Its assessments of the business-enabling environment worldwide helped spur nearly 4,000 regulatory reforms in developing and developed economies over the past two decades.

They also significantly advanced academic research in this area, resulting in 4,000 peer-reviewed research papers and at least 10,000 working papers. Countries, moreover, often use these assessments to shape their development strategies.

“The ‘Business Ready’ project represents a new approach to assessing the business and investment climates,” said Norman Loayza, Director of the World Bank’s Indicators Group, which leads the project.

“The ‘Business Ready’ approach aims to establish a better balance between the ease of conducting a business and the broader implications for society as a whole.

“It gives a more positive role for governments, advocating for better public services for businesses. In addition to experts’ assessments, it includes direct information from entrepreneurs and managers on their experience navigating the economy’s business environment.”

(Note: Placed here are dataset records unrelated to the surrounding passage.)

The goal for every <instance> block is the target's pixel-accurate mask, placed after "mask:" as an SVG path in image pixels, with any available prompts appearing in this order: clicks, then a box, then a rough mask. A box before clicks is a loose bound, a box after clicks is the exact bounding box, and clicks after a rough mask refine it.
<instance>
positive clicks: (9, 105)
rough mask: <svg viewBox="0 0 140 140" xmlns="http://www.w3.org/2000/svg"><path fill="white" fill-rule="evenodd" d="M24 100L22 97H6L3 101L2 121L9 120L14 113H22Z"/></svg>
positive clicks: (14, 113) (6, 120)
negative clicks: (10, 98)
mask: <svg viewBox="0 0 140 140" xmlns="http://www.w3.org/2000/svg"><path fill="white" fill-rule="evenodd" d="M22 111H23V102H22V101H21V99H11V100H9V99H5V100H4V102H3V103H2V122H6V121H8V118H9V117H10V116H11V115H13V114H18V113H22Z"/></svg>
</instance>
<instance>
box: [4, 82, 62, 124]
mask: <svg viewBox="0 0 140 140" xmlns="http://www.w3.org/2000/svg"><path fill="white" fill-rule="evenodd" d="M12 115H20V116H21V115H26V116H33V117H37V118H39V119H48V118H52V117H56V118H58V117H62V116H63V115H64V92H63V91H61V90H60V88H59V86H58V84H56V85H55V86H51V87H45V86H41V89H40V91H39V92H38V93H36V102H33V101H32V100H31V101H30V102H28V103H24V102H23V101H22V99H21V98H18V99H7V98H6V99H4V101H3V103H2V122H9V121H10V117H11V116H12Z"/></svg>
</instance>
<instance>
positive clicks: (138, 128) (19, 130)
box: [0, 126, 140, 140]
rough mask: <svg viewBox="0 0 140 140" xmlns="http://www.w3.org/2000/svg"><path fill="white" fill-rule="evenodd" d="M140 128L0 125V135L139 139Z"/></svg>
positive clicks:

Business Ready focuses on ten topics that span a company’s lifecycle as it begins, operates, closes, or reorganizes its operations: Business Entry, Business Location, Utility Services, Labor, Financial Services, International Trade, Taxation, Dispute Resolution, Market Competition, and Business Insolvency. Over the next three years, the project will expand to cover approximately 180 economies worldwide on an annual basis, beginning with 54 economies in 2023-24, 120 economies in 2024-25, and 180 economies in 2025-26.

The project’s name reflects its goal: to prepare each country’s economic climate for a thriving private sector. The name emphasizes the idea that economies exist in various phases of preparedness and that governments play a critical role in building a business climate suitable to long-term development.

Transparency will be a key feature of Business Ready’s safeguards for data integrity. All information collected by the project—raw granular data, scores, as well as the calculations used to obtain the scores—will be made publicly available on the project website. Moreover, all results presented in the reports will be replicable using straightforward toolkits available on the website.